I (woefully) spent almost 3 years overseeing a sales/engineering team in Latin America. I’ll try to avoid descending into a political rant here.
In a nutshell, there is a direct analog to OSHA in Mexico, in charge of worker safety and adherence to safety standards. They also, just like OSHA, suggest NFPA 70E as a reference standard for electrical safety. In ADDITION, their equivalent to our Social Security Administration is also tasked with workplace health issues and has a separate team looking at adherence to safe workplace standards. So you would think it could actually be more stringent and if you ask for an official stance, it will actually sound as though it can be harder for employers to meet safety standards there than it is here.
But in what basically boils down to being a kleptocracy governmental system, how the standards are enforced is generally dictated by the size of the wheelbarrow carrying cash... I can’t count the number of times I was in a meeting room discussing a large project and was asked, by my local reps, to wait out in the hall while they did the “final negotiations” between the contractors, owners and government reps so that my company could maintain “plasible deniability” of what it took to get any project launched down there.
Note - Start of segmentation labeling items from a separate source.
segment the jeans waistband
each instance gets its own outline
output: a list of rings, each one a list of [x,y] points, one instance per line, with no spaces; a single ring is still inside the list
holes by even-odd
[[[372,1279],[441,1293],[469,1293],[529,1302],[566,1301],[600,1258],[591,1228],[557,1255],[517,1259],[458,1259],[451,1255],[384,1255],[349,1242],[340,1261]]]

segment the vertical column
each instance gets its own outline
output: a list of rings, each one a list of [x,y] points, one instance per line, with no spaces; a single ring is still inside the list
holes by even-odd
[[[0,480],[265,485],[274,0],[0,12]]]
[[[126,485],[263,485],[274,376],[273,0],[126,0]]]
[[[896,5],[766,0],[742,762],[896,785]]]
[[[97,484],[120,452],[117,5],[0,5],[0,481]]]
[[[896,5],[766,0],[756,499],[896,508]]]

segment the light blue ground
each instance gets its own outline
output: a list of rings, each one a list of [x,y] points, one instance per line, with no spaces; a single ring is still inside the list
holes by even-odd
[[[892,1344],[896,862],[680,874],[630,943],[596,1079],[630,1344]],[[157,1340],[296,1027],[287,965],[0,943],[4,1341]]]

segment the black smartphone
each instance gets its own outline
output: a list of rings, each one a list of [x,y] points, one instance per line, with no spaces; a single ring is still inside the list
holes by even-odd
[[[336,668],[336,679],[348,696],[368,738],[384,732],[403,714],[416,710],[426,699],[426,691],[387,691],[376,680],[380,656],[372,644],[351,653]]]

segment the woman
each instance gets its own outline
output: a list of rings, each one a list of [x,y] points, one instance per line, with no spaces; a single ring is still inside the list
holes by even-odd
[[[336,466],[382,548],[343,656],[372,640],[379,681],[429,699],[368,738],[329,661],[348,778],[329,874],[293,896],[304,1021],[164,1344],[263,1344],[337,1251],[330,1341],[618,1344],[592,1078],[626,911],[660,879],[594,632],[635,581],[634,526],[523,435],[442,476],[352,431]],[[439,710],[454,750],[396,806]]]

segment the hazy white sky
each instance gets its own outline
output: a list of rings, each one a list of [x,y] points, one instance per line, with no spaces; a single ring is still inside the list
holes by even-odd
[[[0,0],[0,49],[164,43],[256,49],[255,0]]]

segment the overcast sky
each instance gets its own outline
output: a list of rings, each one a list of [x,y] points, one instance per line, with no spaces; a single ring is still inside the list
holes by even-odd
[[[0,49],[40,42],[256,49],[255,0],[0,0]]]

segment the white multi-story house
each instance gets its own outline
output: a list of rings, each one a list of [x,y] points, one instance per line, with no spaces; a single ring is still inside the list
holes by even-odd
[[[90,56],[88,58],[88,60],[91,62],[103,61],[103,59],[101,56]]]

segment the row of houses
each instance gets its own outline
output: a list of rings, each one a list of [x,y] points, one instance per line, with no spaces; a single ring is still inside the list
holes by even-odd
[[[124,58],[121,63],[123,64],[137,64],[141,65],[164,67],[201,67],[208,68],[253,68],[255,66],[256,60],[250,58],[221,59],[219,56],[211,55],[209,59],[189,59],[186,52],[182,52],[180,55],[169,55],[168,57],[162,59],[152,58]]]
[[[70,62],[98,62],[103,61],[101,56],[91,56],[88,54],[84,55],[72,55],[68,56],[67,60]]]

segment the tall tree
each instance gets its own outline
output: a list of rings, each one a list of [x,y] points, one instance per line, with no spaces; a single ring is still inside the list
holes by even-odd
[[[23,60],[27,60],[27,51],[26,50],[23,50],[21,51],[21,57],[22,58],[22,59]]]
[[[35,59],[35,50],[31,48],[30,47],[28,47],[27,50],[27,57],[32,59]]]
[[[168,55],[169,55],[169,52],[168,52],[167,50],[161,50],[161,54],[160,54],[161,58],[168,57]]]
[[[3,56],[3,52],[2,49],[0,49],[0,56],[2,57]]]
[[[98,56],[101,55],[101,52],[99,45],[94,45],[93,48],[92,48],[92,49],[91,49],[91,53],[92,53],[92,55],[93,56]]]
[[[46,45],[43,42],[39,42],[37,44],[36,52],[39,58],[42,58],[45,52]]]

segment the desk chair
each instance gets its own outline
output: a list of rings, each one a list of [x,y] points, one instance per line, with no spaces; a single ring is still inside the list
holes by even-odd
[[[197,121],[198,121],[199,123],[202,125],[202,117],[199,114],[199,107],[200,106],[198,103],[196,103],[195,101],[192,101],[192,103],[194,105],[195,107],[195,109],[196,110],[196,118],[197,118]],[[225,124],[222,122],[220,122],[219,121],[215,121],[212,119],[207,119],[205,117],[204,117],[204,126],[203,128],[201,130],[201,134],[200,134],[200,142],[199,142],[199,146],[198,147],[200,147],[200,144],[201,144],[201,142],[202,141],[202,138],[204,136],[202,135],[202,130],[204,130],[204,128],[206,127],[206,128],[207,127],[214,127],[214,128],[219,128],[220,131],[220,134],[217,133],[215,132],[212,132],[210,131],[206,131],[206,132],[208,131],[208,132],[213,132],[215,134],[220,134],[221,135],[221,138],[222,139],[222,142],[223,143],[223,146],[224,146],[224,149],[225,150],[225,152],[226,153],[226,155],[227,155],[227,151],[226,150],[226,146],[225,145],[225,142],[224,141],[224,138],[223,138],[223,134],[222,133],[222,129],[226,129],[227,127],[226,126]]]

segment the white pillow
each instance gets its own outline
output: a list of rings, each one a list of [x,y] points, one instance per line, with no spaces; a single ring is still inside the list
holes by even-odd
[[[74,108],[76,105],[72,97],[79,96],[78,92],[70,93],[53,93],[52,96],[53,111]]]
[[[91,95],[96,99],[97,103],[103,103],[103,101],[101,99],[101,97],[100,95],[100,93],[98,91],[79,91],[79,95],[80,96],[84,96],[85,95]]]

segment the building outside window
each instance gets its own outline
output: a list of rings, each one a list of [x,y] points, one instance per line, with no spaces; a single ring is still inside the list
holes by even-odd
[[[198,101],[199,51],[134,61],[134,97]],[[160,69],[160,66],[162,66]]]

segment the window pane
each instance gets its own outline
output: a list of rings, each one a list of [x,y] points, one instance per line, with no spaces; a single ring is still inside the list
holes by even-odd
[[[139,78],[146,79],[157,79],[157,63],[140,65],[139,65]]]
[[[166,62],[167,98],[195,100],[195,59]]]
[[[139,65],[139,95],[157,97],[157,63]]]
So I’ll put it this way. A RESPONSIBLE company in our country who is opening facilities there would be BEST SERVED by maintaining the same standards for worker safety in all of their facilities. Besides the morality issue a compelling economic reason is that should there be an accident and it is investigated by someone, like the press or a political opponent, and it is discovered that the Mexican facility was using lower standards for worker safety than their US counterparts in the same company, then the US company can quickly get pulled into a huge mess and lose a lot more than they may have thought they were saving.